When we pick up in this movie, Will is cursed, and he and his crew are growing barnacles. What happened? We don’t know, except that maybe Disney expected us to forget how this stuff was supposed to work.
Good pirate tales seem to require a love story, and this POTC provides us with the best one we’ve had since early Will/Elizabeth. The girl of science, the boy of magic, drawn together in a mutual need to find the fabled Trident of Poseidon. (Well, fabled in this story. I’d never heard of it as a curse-breaking artifact before.)
This is a great way to pit the modern world against the magic and freedom represented by the pirates. A note here, however. “Carina” isn’t the name of a star. It is a constellation in the southern sky. “Carina” is Latin for the keel of a ship, and the constillation was formerly part of the larger constellation of Argo Navis (the ship Argo) until that constellation was divided into three pieces. The other two are Puppis (the poop deck), and Vela (the sails of the ship).
Name aside, I liked the secret of Carina heritage, and the way her father offers up his life for her. But this is a Disney movie, after all. No dead body, no death. Notice that the body never surfaces.
One of the things other things I liked about this version of Pirates is that people have aged. Barbosa, having gotten some prosperity magic, has augmented his love of extravagant headgear with an enormous wig, and is living in a style appropriate for a modern-day Ren Faire pirate – complete with gold-plated skulls and a private orchestra. Will has grown into the solid body of a middle-aged man. Even Elizabeth has a few wrinkles.
But in this story, Jack has little to do. In fact, the years have dealt Jack some cruel blows. His issues with rum seem to have grown to full-blown alcoholism, and his memory is not so sharp as it was. Also, he has no goals.. There are rules for Jack Sparrow. He does not have a story arc. He is an unrepentant pirate, and he must never stray from that course. Neither love nor money nor the effort of the King of England or the East India Trading Company can change that.

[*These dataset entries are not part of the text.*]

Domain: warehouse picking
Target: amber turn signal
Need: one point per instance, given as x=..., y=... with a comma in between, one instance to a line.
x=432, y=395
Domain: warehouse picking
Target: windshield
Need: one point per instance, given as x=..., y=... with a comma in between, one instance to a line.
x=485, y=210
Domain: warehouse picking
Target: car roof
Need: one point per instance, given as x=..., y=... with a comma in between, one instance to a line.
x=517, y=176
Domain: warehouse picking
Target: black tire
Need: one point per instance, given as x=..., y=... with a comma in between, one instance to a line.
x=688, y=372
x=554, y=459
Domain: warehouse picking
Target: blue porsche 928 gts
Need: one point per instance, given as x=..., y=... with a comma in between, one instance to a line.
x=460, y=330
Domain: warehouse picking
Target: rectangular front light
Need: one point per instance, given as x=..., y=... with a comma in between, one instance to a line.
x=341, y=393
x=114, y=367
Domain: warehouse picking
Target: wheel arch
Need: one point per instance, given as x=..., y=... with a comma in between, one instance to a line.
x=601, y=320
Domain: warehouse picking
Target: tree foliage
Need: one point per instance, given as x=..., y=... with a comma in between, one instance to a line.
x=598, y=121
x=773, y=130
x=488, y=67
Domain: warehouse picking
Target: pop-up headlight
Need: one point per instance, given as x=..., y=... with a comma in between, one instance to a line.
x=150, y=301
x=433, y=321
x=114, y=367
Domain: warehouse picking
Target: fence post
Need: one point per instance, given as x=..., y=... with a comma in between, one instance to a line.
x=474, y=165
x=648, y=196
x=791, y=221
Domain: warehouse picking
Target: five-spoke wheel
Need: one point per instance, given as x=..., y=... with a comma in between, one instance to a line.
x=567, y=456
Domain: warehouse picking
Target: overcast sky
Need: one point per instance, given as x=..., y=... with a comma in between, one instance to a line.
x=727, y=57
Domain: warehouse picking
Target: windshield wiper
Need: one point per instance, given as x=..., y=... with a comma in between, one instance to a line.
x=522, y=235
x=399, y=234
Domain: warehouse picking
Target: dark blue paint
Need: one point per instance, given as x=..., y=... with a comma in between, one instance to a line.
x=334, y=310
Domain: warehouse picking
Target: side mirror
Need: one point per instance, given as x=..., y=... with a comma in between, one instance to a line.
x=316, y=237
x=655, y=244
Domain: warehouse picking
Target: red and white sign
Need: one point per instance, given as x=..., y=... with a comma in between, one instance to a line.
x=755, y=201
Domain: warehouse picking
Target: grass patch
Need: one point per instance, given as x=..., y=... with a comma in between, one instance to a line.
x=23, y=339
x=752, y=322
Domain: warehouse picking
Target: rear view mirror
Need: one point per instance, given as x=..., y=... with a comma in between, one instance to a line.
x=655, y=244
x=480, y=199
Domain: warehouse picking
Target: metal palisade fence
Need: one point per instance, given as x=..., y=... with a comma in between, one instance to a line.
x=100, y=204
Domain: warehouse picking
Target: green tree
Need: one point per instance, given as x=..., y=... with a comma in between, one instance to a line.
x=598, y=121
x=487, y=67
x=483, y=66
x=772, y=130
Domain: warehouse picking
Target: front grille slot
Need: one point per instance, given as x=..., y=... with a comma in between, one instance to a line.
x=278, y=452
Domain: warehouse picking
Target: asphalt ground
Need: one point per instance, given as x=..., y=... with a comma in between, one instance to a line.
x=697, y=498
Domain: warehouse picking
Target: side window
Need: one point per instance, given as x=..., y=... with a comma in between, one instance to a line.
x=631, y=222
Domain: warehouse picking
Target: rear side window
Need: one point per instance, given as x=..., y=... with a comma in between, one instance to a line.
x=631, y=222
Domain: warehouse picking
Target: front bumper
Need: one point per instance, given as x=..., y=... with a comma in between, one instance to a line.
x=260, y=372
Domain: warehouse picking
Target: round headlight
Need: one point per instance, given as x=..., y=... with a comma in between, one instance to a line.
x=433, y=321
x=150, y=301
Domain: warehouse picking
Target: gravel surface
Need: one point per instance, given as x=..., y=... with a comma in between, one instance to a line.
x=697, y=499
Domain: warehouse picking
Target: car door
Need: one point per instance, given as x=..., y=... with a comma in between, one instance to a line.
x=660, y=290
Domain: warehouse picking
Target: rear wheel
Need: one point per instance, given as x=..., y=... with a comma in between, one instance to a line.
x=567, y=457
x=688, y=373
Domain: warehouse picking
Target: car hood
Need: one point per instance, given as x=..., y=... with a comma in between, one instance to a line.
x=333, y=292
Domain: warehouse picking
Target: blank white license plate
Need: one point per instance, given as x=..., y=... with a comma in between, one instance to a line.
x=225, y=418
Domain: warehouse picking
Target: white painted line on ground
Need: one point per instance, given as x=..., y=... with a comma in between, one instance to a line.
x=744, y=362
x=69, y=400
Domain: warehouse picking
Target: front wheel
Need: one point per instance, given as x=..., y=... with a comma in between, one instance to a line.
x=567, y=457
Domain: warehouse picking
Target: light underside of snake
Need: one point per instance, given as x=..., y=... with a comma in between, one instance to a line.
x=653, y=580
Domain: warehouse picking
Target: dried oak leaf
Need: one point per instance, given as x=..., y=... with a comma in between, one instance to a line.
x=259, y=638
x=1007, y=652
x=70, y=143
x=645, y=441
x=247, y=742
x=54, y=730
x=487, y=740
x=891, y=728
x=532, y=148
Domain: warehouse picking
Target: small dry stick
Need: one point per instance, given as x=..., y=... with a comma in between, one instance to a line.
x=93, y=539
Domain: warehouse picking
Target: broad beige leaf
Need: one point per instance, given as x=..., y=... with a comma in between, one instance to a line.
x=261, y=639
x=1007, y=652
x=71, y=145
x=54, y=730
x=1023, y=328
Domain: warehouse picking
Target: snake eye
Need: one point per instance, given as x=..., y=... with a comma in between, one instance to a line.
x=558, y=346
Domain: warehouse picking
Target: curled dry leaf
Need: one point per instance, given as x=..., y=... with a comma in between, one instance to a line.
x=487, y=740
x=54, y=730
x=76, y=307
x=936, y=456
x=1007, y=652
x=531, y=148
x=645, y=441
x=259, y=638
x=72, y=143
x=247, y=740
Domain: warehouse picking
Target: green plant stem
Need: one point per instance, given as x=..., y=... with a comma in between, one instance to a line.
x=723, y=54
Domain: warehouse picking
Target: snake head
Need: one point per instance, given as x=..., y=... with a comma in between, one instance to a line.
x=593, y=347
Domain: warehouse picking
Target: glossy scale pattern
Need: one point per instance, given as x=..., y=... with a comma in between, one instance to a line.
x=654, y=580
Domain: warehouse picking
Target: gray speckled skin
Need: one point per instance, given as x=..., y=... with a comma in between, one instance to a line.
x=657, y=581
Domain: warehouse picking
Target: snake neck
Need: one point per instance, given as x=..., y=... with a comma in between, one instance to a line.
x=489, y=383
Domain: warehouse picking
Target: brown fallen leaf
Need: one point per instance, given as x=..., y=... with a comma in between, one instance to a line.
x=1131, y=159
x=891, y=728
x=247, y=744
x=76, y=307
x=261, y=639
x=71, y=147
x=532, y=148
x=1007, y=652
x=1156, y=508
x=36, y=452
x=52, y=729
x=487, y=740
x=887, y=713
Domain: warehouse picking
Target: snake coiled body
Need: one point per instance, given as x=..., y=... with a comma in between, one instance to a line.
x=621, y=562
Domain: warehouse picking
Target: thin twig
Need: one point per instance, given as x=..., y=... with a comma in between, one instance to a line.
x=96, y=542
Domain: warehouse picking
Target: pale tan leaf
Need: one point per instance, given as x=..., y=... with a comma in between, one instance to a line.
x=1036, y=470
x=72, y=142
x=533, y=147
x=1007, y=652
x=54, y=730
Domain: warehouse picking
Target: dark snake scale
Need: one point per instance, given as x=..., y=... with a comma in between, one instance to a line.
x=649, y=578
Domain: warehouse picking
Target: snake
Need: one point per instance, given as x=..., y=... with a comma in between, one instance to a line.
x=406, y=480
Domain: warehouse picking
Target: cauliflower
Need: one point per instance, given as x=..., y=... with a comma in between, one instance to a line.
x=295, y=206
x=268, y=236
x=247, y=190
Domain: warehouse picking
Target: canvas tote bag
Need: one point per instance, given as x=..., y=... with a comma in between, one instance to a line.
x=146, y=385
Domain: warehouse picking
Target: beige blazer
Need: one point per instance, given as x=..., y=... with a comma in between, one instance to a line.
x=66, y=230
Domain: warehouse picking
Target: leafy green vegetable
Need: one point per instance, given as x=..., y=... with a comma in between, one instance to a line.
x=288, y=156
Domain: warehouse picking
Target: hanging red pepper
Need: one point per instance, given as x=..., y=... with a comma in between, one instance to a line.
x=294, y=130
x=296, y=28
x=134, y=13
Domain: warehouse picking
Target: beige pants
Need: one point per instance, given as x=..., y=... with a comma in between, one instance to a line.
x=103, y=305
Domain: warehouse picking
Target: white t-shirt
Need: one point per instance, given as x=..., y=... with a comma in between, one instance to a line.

In the first movie, Jack was instrumental in taking Will Turner to sea, and in influencing Barbosa to alter his plans. Jack did this for Jack’s own reasons, not to aid Will and Elizabeth, but he did them. Since then, his influence on movie plots has come and gone.
His most interesting part of this adventure comes in flashback. In the dead man’s tale, when Captain Salazar shows us the young Jack, a would-be pirate lad whose ingenuity and Bug-Bunny like luck doom Salazar and his crew, and turn Jack into a pirate captain.
When he gains captaincy of his fist pirate ship, we see Jack’s new crew gift him with tribute – the thigs we see with Jack now, things he treasures. The hat, the sash, hair beads, and so on. Yet seeing this, we understand why, for the first half of the movie, Jack has been demanding payment from everyone he encounters. Like a confused old retired soldier who wants to be saluted because it reminds him of his youth, this older version of Jack is trying to relive a time when he wits led him and his compatriots to an amazing victory, and brought him adoration.
Seeing how far he’s fallen, it’s very sad.
Yet still, it’s a Disney movie. So Will gets to come home to Elizabeth, Henry gets Carina (or Carina gets Henry) and all the curses are broken. Jacks even gets to sail off into the sunset on his beloved Black Pearl.
One last note here – In all the POTC movies, the one thing we have lacked is pirating. There’s been a true shortage of people in boats robbing other people. That’s what pirating is, folks. At then end of this movie – and this may be the end for Pirates, Jack Sparrow sails off into the sunset, minus even his magic compass. I hope he robs someone. I really do.